Quadratic finite elements with non-matching grids for the unilateral boundary contact

¹ LJLL, C.N.R.S. Université Pierre et Marie Curie, B.C. 187, 4 place Jussieu, 75252 Paris Cedex 05, France.
auliac@ann.jussieu.fr
² LMIA, EA CNRS, Université deq Haute Alsace, Rue des Frères Lumière, 68096 Mulhouse, France.
zakaria.belhachmi@uha.fr
³ LMAC, EA 2222, Université de Technologie de Compiègne, BP 20529, 60205 Compiègne Cedex, France.
faker.ben-belgacem@utc.fr
⁴ I2M (UMR CNRS 5295), Site ENSCBP, 16 Avenue Pey Berland, 33607 Pessac Cedex, France.
⁵ LJLL, C.N.R.S. Université Pierre et Marie Curie, B.C. 187, 4 place Jussieu, 75252 Paris Cedex 05, France.
hecht@ann.jussieu.fr

Received: 11 May 2012
Revised: 24 September 2012

Abstract

We analyze a numerical model for the Signorini unilateral contact, based on the mortar method, in the quadratic finite element context.
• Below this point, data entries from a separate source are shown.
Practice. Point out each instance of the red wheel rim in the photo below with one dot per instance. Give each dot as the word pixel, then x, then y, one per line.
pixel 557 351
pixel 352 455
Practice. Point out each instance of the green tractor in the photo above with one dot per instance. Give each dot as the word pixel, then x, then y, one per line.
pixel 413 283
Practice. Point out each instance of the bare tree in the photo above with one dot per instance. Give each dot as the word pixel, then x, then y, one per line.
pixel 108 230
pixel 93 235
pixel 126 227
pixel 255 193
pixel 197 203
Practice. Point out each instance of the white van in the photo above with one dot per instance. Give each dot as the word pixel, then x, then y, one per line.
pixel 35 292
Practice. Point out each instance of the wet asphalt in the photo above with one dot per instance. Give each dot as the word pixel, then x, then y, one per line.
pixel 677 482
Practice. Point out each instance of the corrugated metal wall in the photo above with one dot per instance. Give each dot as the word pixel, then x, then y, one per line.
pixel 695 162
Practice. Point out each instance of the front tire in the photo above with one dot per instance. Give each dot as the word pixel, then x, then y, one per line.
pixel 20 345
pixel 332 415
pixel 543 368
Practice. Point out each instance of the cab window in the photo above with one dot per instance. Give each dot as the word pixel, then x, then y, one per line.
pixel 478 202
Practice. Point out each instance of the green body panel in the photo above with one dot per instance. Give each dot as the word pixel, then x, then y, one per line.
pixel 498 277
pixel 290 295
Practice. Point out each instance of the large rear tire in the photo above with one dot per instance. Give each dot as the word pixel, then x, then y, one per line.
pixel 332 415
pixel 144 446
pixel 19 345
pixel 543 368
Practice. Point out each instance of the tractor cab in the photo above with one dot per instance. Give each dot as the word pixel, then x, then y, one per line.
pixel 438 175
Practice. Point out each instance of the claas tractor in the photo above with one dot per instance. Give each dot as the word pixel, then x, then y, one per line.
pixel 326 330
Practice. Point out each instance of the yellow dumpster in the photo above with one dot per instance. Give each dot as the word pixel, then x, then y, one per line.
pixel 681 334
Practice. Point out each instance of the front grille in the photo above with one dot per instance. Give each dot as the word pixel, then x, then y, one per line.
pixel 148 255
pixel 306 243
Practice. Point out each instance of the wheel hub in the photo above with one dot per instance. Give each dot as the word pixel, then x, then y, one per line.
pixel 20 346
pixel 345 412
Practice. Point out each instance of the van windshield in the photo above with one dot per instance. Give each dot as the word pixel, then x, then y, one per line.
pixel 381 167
The mortar frame enables one to use non-matching grids and brings facilities in the mesh generation of different components of a complex system. The convergence rates we state here are similar to those already obtained for the Signorini problem when discretized on conforming meshes. The matching for the unilateral contact driven by mortars preserves then the proper accuracy of the quadratic finite elements. This approach has already been used and proved to be reliable for the unilateral contact problems even for large deformations. We provide however some numerical examples to support the theoretical predictions.